Hugh could talk about Ralf and Adela. He told her how Ralf had found him and brought him home. He told her about Adela and how she had insisted on keeping him. He told her about his life with them.
“You loved your foster mother very much,” Isabel said quietly when Hugh had finished.
“Aye,” said Hugh.
“I’m glad, Hugh.” Her voice ached with love and with sadness. “I’m so glad that you had someone like Adela to take care of you. And this Ralf sounds as if he was a good man.”
“He was a very good man,” Hugh said quietly.
Her smile was full of pain. “You were more fortunate in your foster parents than you were in your natural ones.”
Hugh dropped his eyes.
For a long moment, the only sound in the room was the drumming of the rain against the shutters.
Then Hugh said resolutely, “My lady, there is something I need to ask you.” He met her eyes directly and brought it out. “Do you know who killed your husband?”
The lovely rose-colored flush that had been blooming in her cheeks drained away. “Hugh,” she said. “Leave that alone.”
“I cannot,” he said. “I think I was there when it happened.”
She went ashen. “Why do you say that?”
“I remember seeing his body. I remember blood…”
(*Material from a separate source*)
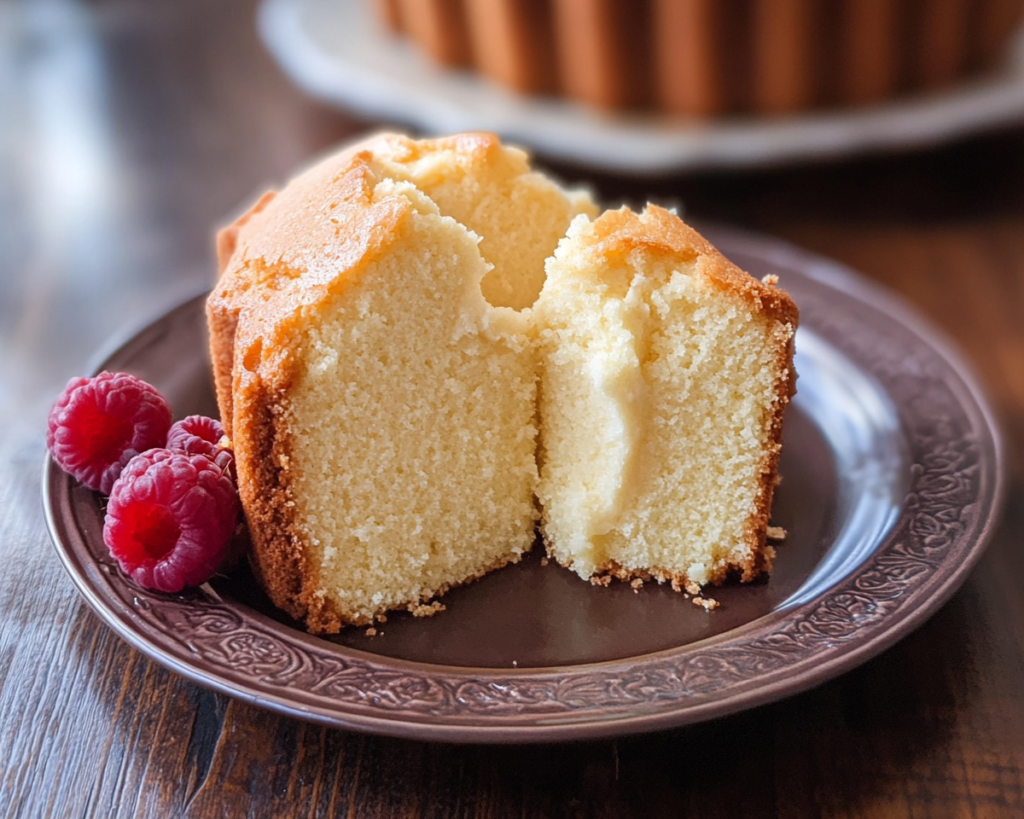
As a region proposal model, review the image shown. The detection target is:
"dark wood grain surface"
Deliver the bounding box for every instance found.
[2,0,1024,816]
He shook his head as if to clear it.
“It was Walter Crespin who killed your father,” his mother said. “I thought everyone knew that.”
“Why would a mere household knight want to kill his lord?” Hugh said steadily. “What would he have to gain by such a dreadful deed?”
Isabel looked away. She shook her head. “I do not know,” she said in a constricted voice.
Hugh made the discovery that he was incapable of taxing his mother with the story he had heard at Chippenham.
He said instead, “Two days ago I was on my way to Winchester to see Father Anselm. I only turned back because I heard rumors that Gloucester was on the verge of attacking Worcester.”
A spark of hope awoke in her deep blue eyes. “Were you perhaps worried about me?”
“Aye,” he said.
“Oh, Hugh. Oh, my darling son.” She leaned forward, reached her arms around him, and drew him close so that his head was pressed against her breast.
Hugh let himself be held.
She was crying. He could feel her tears wet his hair.
She doesn’t want me to know, he thought. Why?
At last her grasp on him loosened and she sat back in her chair. The tears, which he knew had been genuine, had not reddened her eyes or her nose. Her face was as beautiful as ever.
He said soberly, “I am still going to see Father Anselm.”